Passei semanas procurando motivos para visitá-lo, afinal, o que falar com o escritor admirado desde sempre? Eureka! Ia apresentar um trabalho sobre o livro “Memórias de um sargento de milícias” (lembram dele?). Vou questionar o que ele acha da obra, afinal, a ironia é realidade na obra centenária e em LFV. Sim, uma ideia sem pé nem cabeça, concordo com vocês. Porém, na hora pareceu genial.
Os livros abriram para mim as portas da casa que Verissimo herdou de seu pai. Ali surgiram romances como “O tempo e o vento” e maravilhas da ironia como “Ed Mort, detetive particular”. Fui recebido na sala, falei um pouco de mim, de minhas leituras acerca da produção familiar deles e pedi sua opinião sobre o livro de Almeida.
Teci algumas análises sobre o contexto e as peripécias de Leonardo. Parei de falar por exaustão após um tempo que parecia uma eternidade. Ouvi: li esse livro há muito tempo, mas me deste uma aula. Em agradecimento, buscou o livro que acabara de lançar e eu não pude comprar. Autografou e me deu de presente, dizendo para eu voltar mais vezes…
Se existe glória literária, considero essa a primeira e uma das mais intensas em minha vida. Voltei algumas vezes, menos do que gostaria, mas evitei incomodá-lo, afinal, falo bastante e um escritor precisa sossego, além dele falar pouco, diferente de sua esposa, Lúcia que, como boa carioca, gosta de um bom bate-papo…

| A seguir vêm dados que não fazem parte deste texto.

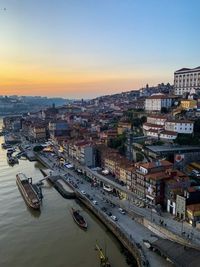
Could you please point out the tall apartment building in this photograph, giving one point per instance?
(155, 102)
(186, 80)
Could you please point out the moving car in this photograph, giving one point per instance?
(122, 211)
(114, 218)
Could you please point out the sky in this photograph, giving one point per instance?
(87, 48)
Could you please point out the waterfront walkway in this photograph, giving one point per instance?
(130, 227)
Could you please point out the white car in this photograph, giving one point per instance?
(94, 202)
(114, 218)
(122, 211)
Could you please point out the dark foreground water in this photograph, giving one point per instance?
(49, 238)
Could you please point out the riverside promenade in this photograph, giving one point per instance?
(127, 224)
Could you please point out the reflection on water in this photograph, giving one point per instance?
(48, 237)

Após essa incursão, as portas da literatura abriram-se para mim. Comecei a dar aulas, sendo pago para falar de minhas leituras, vejam só!, além de frequentar regularmente a Feira do Livro (ansioso por sua retomada, claro, tomando os cuidados que requer a pandemia), onde fiz tantas amizades, principalmente com eles, os livros.
Isso me remete a um outro Castro, o Alves, que escreveu no poema “O livro e a América”: “Bendito o que semeia livros… Livros à mão cheia… E manda o povo pensar!” Sejamos cada vez mais benditos, pois semeando livros, ajudamos os outros a pensar. E, se pensamos, existimos!